While internal controls have always been a critical component of a corporate infrastructure, never before has the focus and attention on this area been so great. With the enactment of the Sarbanes-Oxley Act (SOX), terms like COSO and CobIT have become commonplace in offices well beyond internal audit. We are proud to be associated with our sister firm, Clark Schaefer Hackett, connected with the PCAOB, IIA, SEC, and AICPA, which requires us to monitor our approach to consulting on a regular basis and helping to ensure that we are following industry “best practices” and standards.
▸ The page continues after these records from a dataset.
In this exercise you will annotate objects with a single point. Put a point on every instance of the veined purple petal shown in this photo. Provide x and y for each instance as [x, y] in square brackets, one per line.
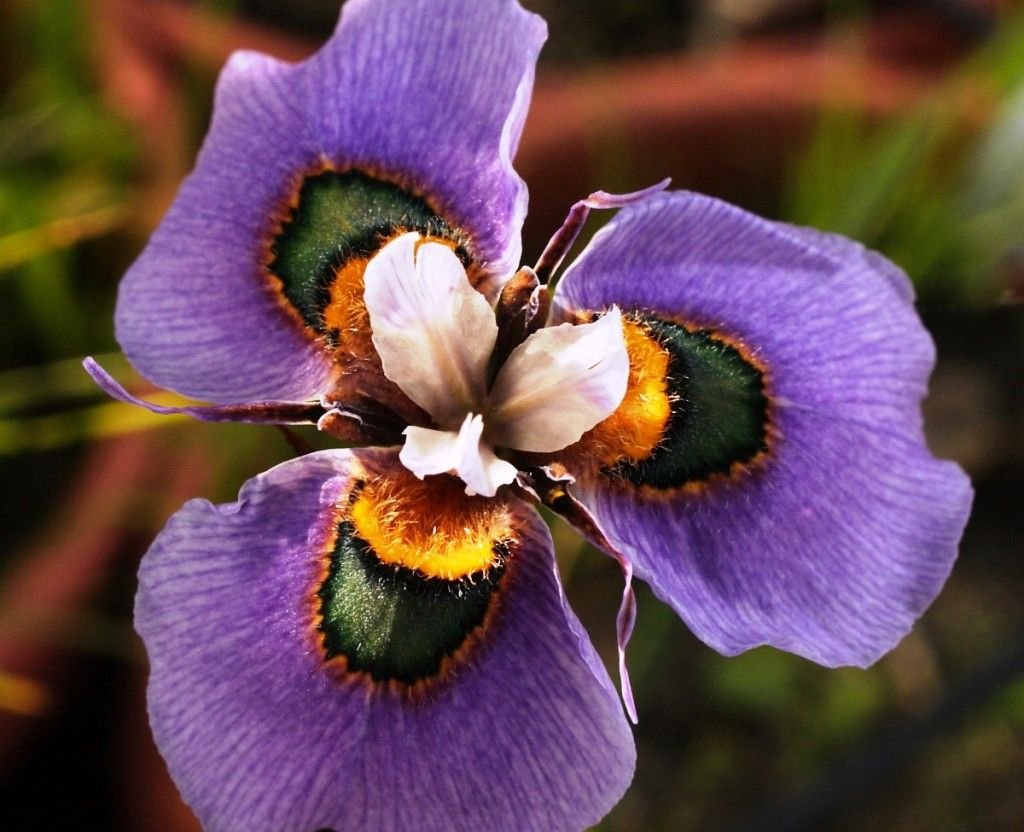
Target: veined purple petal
[439, 94]
[526, 732]
[834, 540]
[429, 98]
[195, 312]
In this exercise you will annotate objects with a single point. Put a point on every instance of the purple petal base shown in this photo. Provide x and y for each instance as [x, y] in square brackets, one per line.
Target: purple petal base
[527, 735]
[843, 534]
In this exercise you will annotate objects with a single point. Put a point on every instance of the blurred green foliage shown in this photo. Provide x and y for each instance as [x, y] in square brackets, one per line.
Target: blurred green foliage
[940, 190]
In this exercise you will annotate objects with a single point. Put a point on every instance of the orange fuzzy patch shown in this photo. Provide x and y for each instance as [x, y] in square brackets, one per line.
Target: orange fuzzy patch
[637, 426]
[430, 526]
[345, 316]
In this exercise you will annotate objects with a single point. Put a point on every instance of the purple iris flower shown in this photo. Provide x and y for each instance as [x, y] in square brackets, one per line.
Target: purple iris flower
[376, 637]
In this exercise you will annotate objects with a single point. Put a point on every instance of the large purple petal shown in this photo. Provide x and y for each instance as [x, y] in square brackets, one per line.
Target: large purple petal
[527, 735]
[431, 97]
[845, 532]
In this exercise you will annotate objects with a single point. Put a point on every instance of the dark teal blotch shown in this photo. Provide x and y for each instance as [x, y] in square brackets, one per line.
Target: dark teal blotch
[719, 414]
[340, 216]
[394, 623]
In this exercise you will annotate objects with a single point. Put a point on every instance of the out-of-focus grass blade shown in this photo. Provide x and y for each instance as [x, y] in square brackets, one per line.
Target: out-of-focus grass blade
[53, 383]
[23, 246]
[36, 433]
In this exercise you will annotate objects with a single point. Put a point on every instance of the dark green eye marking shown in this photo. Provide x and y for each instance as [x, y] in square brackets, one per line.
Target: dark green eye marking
[720, 410]
[339, 216]
[392, 623]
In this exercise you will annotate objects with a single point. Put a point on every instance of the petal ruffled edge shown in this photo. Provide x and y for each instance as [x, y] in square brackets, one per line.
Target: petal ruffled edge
[197, 312]
[837, 538]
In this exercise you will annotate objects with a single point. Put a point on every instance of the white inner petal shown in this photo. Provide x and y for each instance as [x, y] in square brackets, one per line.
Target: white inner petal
[433, 331]
[559, 383]
[460, 452]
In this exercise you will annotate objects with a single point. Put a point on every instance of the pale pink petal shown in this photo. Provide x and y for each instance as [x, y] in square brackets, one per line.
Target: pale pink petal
[427, 452]
[433, 331]
[558, 384]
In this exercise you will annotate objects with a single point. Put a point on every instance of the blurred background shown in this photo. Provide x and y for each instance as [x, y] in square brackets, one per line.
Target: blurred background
[898, 123]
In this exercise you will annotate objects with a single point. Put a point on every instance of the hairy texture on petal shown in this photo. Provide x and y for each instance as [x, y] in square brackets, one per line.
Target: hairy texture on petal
[843, 534]
[261, 737]
[559, 383]
[433, 331]
[428, 452]
[432, 98]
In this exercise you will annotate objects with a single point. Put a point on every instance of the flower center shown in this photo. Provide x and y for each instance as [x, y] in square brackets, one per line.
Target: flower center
[435, 335]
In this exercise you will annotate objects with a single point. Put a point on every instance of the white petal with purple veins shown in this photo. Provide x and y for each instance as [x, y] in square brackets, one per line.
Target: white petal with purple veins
[559, 383]
[433, 331]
In addition to having a comprehensive financial, operational and compliance auditing approach, we combine these areas of expertise with significant experience in IT auditing to provide a holistic approach to reviewing internal controls and managing risks. To remain competitive, businesses have continued to automate more processes and upgrade legacy systems and with this growing dependency on automation comes the corresponding reliance upon automated controls. To manage these risks, the need for competent review and audit of the IT arena is greater than ever which includes IT general computer controls, application controls and continuous auditing through Computer Assisted Audit Techniques (CAATs).
Our compliance work includes a variety of standards and regulatory requirements, ranging from SOX, JSOX, and MAR to AML, BSA, GLBA, and others. Often our projects involve several such regulations, to allow for the most efficient approach. In addition, we partner with Clark Schaefer Hackett for attestation work including the SOC 1, 2, and 3, as well as the new SOC for Cybersecurity.